I want to draw your attention to an excellent piece by my friend Scott Eric Alt over at “To Give A Defense.” It’s about yet another attempt at mass hysteria concerning Pope Francis’s consecration of Russia and Ukraine to the Virgin Mary scheduled for today. The Fatimaniacs are attempting to gin up a conspiracy theory that one of the titles of Mary, “Earth of Heaven,” is either a mistaken translation of “queen of Heaven” which would invalidate the consecration, or else a sneaky way of evoking the ancient Inca goddess Pachamana.
I can’t stress enough that this isn’t in any way how prayer works. If you mean to address the Virgin Mary, and you accidentally or by some ruse call her by the wrong title, you won’t make her unable to hear you. You definitely won’t evoke a spirit you didn’t want to speak with. The Mother of God is neither proud nor weak; she will hear and do anything she can to help. She’s not sitting there in Heaven tapping her foot, waiting for us to call her by just the right name. I don’t understand how the people obsessed with Fatima conspiracy theories can claim to love the Virgin Mary and yet honestly believe she is such an abusive mom.
But in any case, as Scott found out, “Earth of Heaven” is not a mistranslation and it’s nothing to do with Pachamana.
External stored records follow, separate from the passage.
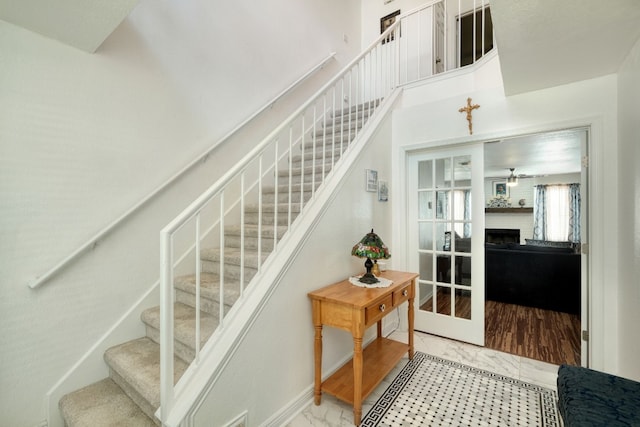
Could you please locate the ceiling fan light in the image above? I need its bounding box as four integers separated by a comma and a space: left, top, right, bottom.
507, 168, 518, 187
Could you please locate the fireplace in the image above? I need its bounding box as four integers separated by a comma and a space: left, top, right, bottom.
484, 228, 520, 244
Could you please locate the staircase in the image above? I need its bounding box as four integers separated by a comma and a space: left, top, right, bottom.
59, 102, 378, 427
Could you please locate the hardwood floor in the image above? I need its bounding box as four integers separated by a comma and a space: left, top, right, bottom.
421, 288, 580, 366
485, 301, 580, 366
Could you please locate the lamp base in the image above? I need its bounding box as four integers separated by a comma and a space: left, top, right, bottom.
358, 273, 379, 285
360, 258, 379, 285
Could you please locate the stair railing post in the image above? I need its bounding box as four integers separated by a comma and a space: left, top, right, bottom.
160, 230, 174, 423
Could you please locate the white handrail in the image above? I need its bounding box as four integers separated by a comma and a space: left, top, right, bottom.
157, 16, 400, 422
28, 52, 336, 289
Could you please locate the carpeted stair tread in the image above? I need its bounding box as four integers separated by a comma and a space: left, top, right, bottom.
59, 378, 156, 427
104, 337, 188, 415
174, 273, 240, 306
200, 248, 269, 269
140, 302, 218, 351
245, 203, 300, 214
224, 226, 286, 239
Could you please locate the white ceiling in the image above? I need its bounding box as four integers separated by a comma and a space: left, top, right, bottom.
484, 129, 587, 178
0, 0, 139, 53
491, 0, 640, 95
0, 0, 640, 176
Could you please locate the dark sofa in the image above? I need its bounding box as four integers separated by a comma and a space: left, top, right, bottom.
557, 365, 640, 427
485, 243, 581, 314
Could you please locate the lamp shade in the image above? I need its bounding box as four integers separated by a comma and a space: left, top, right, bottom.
351, 229, 391, 259
351, 229, 391, 284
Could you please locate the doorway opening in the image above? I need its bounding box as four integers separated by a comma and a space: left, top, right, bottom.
484, 128, 588, 366
456, 6, 493, 67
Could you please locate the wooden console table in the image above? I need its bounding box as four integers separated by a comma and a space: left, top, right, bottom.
308, 271, 418, 426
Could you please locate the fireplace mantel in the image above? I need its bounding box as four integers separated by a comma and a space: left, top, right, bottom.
484, 208, 533, 213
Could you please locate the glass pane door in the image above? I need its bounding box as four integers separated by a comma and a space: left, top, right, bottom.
408, 146, 484, 345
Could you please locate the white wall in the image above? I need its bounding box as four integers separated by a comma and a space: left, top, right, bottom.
189, 106, 396, 426
393, 57, 619, 372
0, 0, 360, 427
617, 33, 640, 381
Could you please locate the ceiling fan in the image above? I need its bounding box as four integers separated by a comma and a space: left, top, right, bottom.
485, 168, 546, 183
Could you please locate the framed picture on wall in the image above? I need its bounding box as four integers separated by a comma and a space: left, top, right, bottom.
378, 180, 389, 202
380, 9, 400, 44
365, 169, 378, 192
493, 181, 509, 197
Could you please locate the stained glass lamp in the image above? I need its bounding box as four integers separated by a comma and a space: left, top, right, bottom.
351, 228, 391, 285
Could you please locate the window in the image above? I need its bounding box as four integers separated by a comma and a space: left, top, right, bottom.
533, 184, 580, 242
458, 6, 493, 67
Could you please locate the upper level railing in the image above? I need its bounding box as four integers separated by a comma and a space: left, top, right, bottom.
155, 1, 496, 422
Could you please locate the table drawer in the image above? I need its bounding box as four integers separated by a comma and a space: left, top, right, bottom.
393, 283, 412, 307
364, 294, 393, 325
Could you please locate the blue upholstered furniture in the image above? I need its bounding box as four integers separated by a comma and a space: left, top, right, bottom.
558, 365, 640, 427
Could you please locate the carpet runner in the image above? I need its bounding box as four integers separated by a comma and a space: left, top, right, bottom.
361, 352, 561, 427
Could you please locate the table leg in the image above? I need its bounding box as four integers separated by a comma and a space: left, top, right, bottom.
407, 281, 415, 360
313, 325, 322, 405
353, 336, 363, 426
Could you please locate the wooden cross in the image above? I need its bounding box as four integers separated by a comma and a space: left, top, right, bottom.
458, 98, 480, 135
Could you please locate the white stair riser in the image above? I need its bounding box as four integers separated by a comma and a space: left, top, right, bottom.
244, 212, 298, 226
224, 236, 284, 252
202, 261, 258, 283
109, 369, 160, 425
145, 325, 196, 363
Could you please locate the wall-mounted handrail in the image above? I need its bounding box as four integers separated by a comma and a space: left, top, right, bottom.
28, 52, 336, 289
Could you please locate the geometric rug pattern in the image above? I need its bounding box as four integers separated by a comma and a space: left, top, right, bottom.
361, 352, 561, 427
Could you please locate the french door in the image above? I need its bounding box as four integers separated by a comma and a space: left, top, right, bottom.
407, 143, 484, 346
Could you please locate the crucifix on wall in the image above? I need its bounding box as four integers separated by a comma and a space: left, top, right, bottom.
458, 98, 480, 135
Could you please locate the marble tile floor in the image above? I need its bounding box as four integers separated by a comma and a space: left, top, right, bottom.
286, 331, 558, 427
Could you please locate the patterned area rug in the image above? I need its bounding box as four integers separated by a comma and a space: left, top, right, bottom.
362, 352, 560, 427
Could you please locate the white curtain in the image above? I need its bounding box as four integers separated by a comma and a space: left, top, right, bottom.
533, 184, 580, 242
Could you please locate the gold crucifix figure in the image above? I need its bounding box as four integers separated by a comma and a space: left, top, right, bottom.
458, 98, 480, 135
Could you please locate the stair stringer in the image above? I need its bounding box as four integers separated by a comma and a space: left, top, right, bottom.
156, 88, 402, 427
44, 280, 160, 427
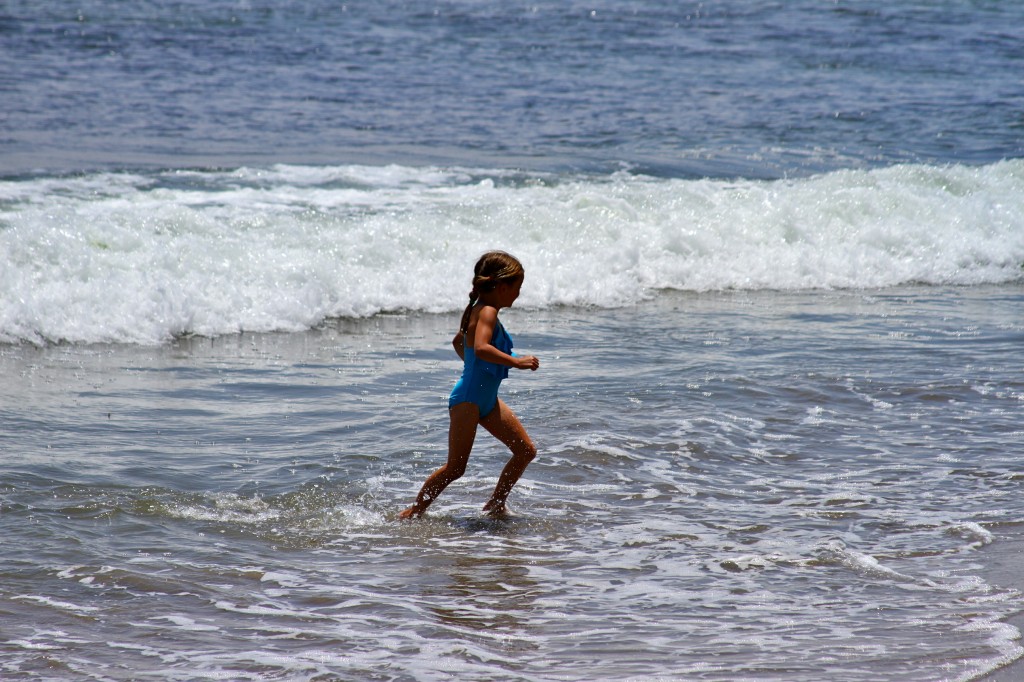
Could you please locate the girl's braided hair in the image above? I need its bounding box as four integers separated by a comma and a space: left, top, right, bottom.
459, 251, 525, 334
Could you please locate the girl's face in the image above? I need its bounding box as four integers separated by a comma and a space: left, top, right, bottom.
495, 278, 522, 307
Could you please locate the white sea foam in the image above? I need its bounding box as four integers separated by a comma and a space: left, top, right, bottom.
0, 161, 1024, 343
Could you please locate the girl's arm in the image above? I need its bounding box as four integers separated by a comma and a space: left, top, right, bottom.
452, 330, 466, 360
473, 305, 541, 370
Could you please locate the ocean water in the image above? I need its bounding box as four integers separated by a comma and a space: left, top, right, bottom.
0, 0, 1024, 682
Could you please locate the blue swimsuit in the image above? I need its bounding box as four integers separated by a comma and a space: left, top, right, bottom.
449, 323, 513, 419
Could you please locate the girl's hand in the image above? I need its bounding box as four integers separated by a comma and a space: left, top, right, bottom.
515, 355, 541, 372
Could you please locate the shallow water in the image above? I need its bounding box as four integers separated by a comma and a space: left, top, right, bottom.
0, 285, 1024, 680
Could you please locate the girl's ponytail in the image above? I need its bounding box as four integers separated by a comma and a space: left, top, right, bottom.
459, 251, 523, 334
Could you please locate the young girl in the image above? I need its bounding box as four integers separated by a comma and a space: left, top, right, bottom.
398, 251, 541, 518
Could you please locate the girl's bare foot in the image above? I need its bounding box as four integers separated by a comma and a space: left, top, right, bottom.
483, 500, 509, 516
398, 505, 423, 520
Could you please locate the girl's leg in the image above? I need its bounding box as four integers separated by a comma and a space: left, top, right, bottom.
398, 402, 480, 518
480, 398, 537, 514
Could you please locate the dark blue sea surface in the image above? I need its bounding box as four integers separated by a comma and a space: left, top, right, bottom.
0, 0, 1024, 177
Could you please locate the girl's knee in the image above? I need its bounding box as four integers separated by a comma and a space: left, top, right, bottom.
512, 440, 537, 462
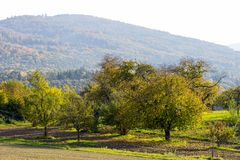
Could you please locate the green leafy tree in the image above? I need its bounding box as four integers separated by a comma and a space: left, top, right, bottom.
60, 86, 92, 142
135, 72, 205, 140
172, 59, 220, 109
88, 57, 156, 134
25, 71, 63, 137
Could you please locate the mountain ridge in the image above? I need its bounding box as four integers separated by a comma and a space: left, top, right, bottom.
0, 14, 240, 86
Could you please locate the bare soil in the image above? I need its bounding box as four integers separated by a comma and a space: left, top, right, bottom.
0, 127, 240, 160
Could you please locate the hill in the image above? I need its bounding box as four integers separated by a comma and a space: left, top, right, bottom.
0, 15, 240, 85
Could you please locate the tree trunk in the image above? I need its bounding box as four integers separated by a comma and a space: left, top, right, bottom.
164, 129, 171, 141
44, 126, 48, 137
92, 109, 99, 133
77, 129, 80, 144
120, 128, 128, 135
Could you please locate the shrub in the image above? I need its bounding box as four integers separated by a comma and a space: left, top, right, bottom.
209, 121, 235, 147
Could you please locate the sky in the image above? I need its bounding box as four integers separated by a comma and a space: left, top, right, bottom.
0, 0, 240, 45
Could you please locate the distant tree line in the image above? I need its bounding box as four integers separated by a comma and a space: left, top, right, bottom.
0, 56, 239, 140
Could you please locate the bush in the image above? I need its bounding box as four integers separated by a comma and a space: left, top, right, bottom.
209, 121, 235, 147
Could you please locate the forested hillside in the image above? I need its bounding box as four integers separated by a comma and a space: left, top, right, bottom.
0, 15, 240, 85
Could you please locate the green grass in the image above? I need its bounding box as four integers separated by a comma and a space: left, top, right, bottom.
74, 148, 207, 160
203, 110, 230, 122
0, 137, 211, 160
0, 121, 31, 128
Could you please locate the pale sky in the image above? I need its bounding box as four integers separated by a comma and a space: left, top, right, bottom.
0, 0, 240, 45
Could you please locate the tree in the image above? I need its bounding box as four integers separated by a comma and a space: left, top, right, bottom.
88, 57, 156, 134
60, 86, 92, 142
25, 71, 63, 137
135, 72, 205, 140
216, 87, 240, 116
171, 59, 219, 109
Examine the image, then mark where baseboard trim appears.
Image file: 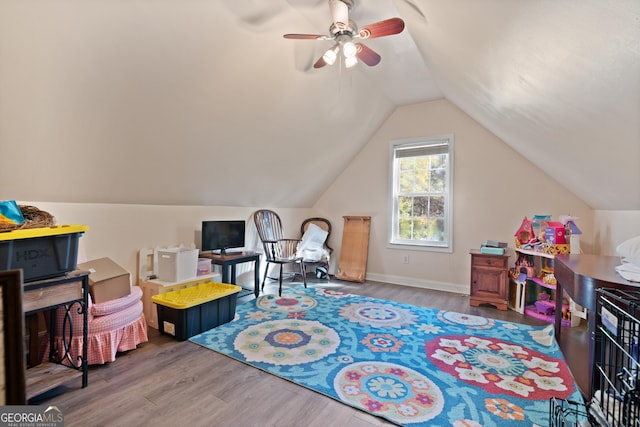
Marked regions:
[366,273,469,295]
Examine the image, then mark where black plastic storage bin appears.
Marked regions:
[0,225,89,282]
[151,282,242,341]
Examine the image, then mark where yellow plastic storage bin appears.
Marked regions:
[151,282,242,341]
[0,225,89,282]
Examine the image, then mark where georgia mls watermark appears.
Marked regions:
[0,405,64,427]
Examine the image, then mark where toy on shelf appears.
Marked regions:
[534,292,556,316]
[560,215,582,254]
[542,272,558,286]
[514,216,536,248]
[531,215,551,236]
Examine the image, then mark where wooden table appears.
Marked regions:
[200,252,260,298]
[554,254,640,392]
[22,270,89,400]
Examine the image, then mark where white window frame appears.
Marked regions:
[387,134,454,252]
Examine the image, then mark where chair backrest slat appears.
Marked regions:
[253,209,283,260]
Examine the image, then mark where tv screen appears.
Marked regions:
[201,221,245,254]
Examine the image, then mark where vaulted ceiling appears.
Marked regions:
[0,0,640,210]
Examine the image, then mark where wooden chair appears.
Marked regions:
[253,209,307,295]
[300,217,333,279]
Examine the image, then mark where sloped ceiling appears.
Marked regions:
[0,0,640,210]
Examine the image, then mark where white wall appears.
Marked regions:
[593,211,640,255]
[12,100,608,292]
[314,100,593,292]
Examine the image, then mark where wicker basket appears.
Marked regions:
[0,205,56,231]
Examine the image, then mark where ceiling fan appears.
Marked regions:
[283,0,404,68]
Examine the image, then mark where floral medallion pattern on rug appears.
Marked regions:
[191,286,583,427]
[425,336,573,399]
[334,362,444,424]
[233,319,340,365]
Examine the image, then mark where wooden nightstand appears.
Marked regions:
[469,250,509,310]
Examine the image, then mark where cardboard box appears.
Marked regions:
[198,258,211,276]
[78,258,131,304]
[158,248,198,282]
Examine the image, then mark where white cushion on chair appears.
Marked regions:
[298,224,329,261]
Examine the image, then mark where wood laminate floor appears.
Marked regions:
[31,280,587,427]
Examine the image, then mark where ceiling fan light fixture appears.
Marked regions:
[322,45,339,65]
[342,41,358,58]
[344,56,358,68]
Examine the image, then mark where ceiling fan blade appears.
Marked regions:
[329,0,349,30]
[356,43,382,67]
[358,18,404,39]
[282,34,330,40]
[313,56,327,68]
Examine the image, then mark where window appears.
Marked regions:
[390,135,453,251]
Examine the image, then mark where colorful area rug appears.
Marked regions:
[191,287,582,427]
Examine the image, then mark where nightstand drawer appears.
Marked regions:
[22,280,82,313]
[471,255,509,268]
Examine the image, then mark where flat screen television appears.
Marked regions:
[200,221,245,255]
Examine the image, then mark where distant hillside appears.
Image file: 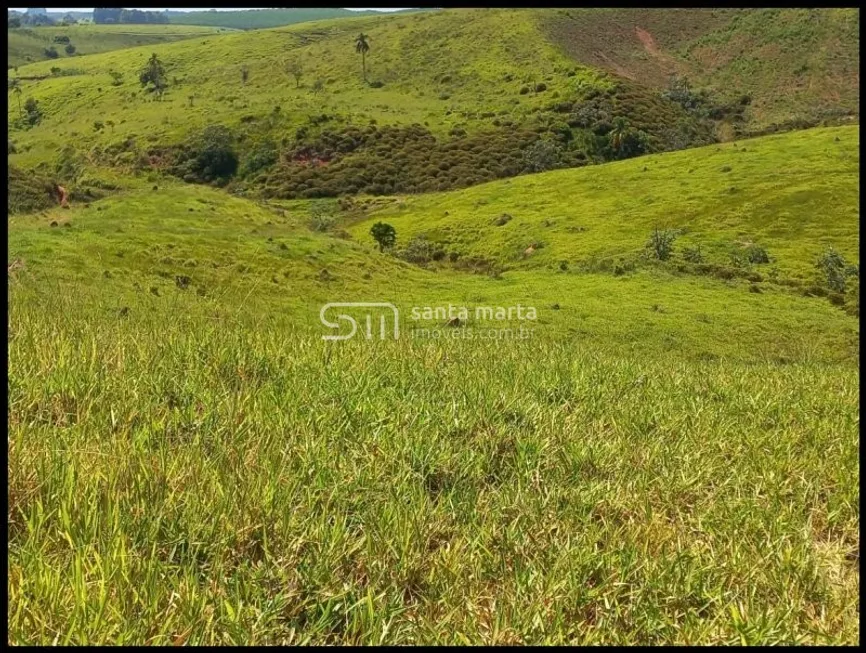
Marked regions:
[168,8,416,29]
[8,9,859,199]
[543,9,860,129]
[6,24,229,67]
It’s a line from a beautiful Byzantine hymn:
Holy Mary,
mother of the Lord,
your faith guides us.
Turn your gaze
towards your children,
Earth of heaven.
The road is long and night descends upon us:
intercede with Christ for us,
Earth of heaven.
The song is singing of Mary as the piece of the Earth who willingly offered her body for God to become incarnate: the fertile ground where Heaven grew among us.
And because of her offering of herself, Christ became incarnate, and now we all can also become earths for Heaven to grow in.
It’s not a mistake, it’s the whole mystery we celebrate today on the Annunciation.
If you follow my blog, you know I’ve been hiking a lot recently, to help cope with my depression and religious trauma. Hiking is one way I can get some prayers in, since it doesn’t feel safe to pray in church. I meditate and talk to God while I hike. The other day I took my camera with me to photograph the first wildflowers over at the Wildflower Reserve in Raccoon Creek, but the wildflowers are just barely getting started for the year. The snow had barely melted for the year. The brooks that ran back and forth across the path were gooey sludge. The creek itself looked green and sickly. The bracken was all dead hay. The trees were bare. The stretch of the path that’s supposed to be the “meadow trail” was more of a swamp; my feet kept getting stuck in the mud which was supposed to be hard packed earth.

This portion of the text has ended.